I’ve reviewed a signed copy of one such privacy agreement. It is a bizarrely skeletal, template-like document, still containing bracketed placeholders like “[TYPES OF CONFIDENTIAL INFORMATION].” Whatever its legal force, given how sloppily it was drafted, the document may help explain why everyone I interviewed spoke on condition of anonymity. 

“I was really hoping that his campaign would go to hell anyway,” one former campaign team member told me. His disgust ran deeper than the sexual allegations. He’d long found Swalwell personally unsettling and inauthentic. “He’s fake anyway, and a very, very weird person,” he added. “Meeting him, you knew something was off, especially after hearing of his allegations. I was hoping [the campaign] would go to the shitbin. The difference between me and [those who stay quiet] is I know what’s right and what’s wrong.”

Perhaps Swalwell came to believe that his very public alignment with the politics of #MeToo offered a kind of insulation, that a man who had so conspicuously presented himself as an advocate for survivors would be harder to cast as the villain in such allegations. If so, his calculation now appears catastrophically foolish. A representative for the campaign didn’t respond to my request for comment by deadline.

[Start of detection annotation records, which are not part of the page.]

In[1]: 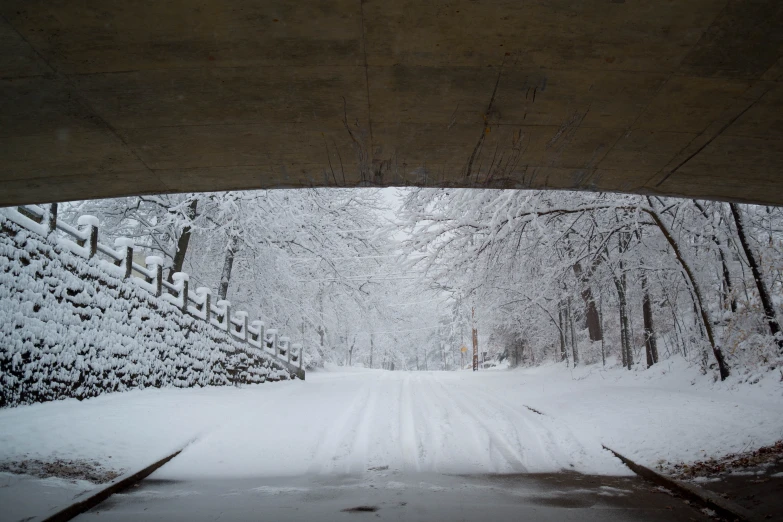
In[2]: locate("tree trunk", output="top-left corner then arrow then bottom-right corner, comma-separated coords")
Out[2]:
557,303 -> 568,361
612,270 -> 633,370
218,237 -> 239,299
729,203 -> 783,352
574,263 -> 604,342
568,297 -> 579,368
348,336 -> 356,366
168,199 -> 198,283
598,293 -> 606,366
642,274 -> 658,368
718,249 -> 737,313
644,198 -> 730,381
693,199 -> 737,312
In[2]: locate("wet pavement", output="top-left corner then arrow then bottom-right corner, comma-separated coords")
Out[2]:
76,469 -> 710,522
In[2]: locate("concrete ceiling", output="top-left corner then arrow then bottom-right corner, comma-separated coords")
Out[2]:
0,0 -> 783,205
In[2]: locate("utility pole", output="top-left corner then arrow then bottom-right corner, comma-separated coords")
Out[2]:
471,307 -> 478,372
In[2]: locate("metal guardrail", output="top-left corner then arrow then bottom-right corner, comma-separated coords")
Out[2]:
0,203 -> 305,380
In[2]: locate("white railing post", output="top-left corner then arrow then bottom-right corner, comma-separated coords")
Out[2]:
215,299 -> 231,333
144,256 -> 163,297
275,337 -> 291,362
0,203 -> 304,378
76,216 -> 98,259
291,343 -> 302,368
264,328 -> 277,357
171,272 -> 190,314
250,319 -> 266,350
235,310 -> 248,342
196,286 -> 212,323
46,203 -> 57,235
114,237 -> 134,279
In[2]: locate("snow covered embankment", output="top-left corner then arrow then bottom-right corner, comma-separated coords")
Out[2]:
0,216 -> 289,407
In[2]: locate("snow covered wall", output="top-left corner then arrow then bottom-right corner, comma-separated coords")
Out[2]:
0,215 -> 290,407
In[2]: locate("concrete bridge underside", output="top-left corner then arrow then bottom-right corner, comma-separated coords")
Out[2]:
0,0 -> 783,205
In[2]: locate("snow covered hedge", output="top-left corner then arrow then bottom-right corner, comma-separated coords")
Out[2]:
0,216 -> 290,407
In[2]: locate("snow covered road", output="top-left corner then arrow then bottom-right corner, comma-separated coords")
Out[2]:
6,363 -> 783,479
160,364 -> 624,479
0,361 -> 783,520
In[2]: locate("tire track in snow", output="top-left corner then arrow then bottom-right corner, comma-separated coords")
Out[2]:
308,376 -> 374,474
456,376 -> 608,471
433,379 -> 527,473
340,370 -> 386,473
399,375 -> 421,471
462,380 -> 581,470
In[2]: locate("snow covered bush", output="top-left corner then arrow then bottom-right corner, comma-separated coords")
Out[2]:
0,216 -> 290,407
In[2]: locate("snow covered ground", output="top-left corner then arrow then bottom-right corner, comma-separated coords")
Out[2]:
0,359 -> 783,516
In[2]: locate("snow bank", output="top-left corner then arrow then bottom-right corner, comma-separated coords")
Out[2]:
0,216 -> 289,407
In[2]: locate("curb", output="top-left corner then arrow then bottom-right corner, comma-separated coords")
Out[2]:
601,444 -> 765,522
30,441 -> 193,522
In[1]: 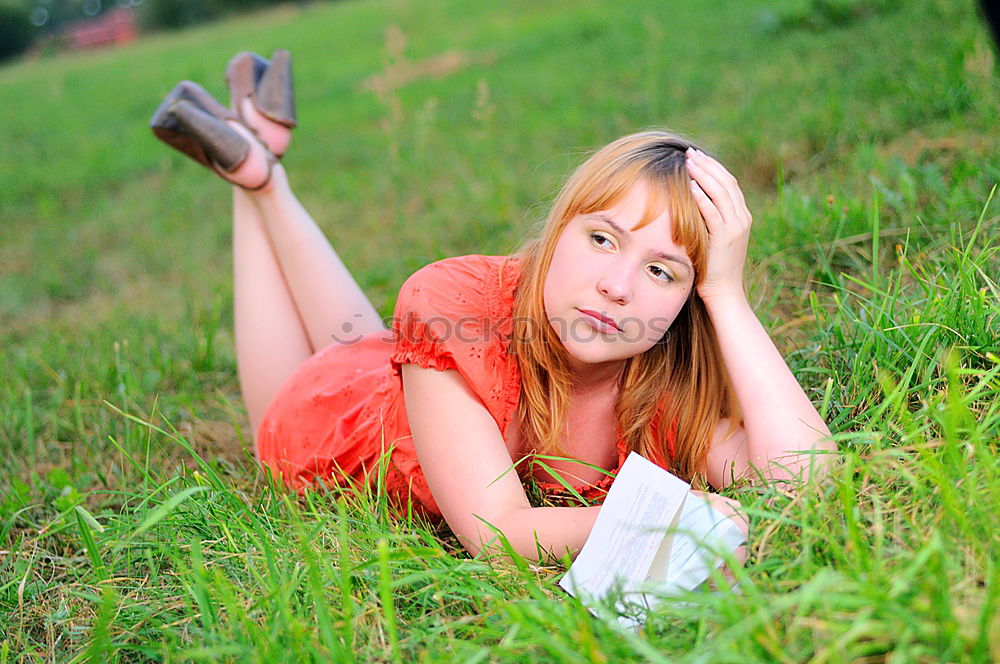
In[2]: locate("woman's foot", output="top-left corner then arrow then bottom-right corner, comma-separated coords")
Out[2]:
226,49 -> 296,158
149,81 -> 275,190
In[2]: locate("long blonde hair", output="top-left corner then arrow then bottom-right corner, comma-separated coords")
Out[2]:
511,130 -> 739,483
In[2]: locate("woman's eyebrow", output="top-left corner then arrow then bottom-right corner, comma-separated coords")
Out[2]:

Swalwell, of course, says he is being railroaded by a rush to judgment. So do a number of anti-woke commentators now rallying to his defense on principle. These are the very sorts of people the old Swalwell would have denounced without hesitation. During the Kavanaugh allegations, he posted “100% #BelieveSurvivors” and insisted that when “separate and independent” accusations all “look the same,” the “arrows point in the same directions.” What, he asked then, were the odds that “three or four women independently, who never met each other, would have similar experiences with one person?” 

Faced now with allegations of his own, that moral certainty has disappeared on contact. His staff, however, appear to have taken his #MeToo pledges more seriously than he ever did.






William Liang is a contributor to The Hill and The Nation.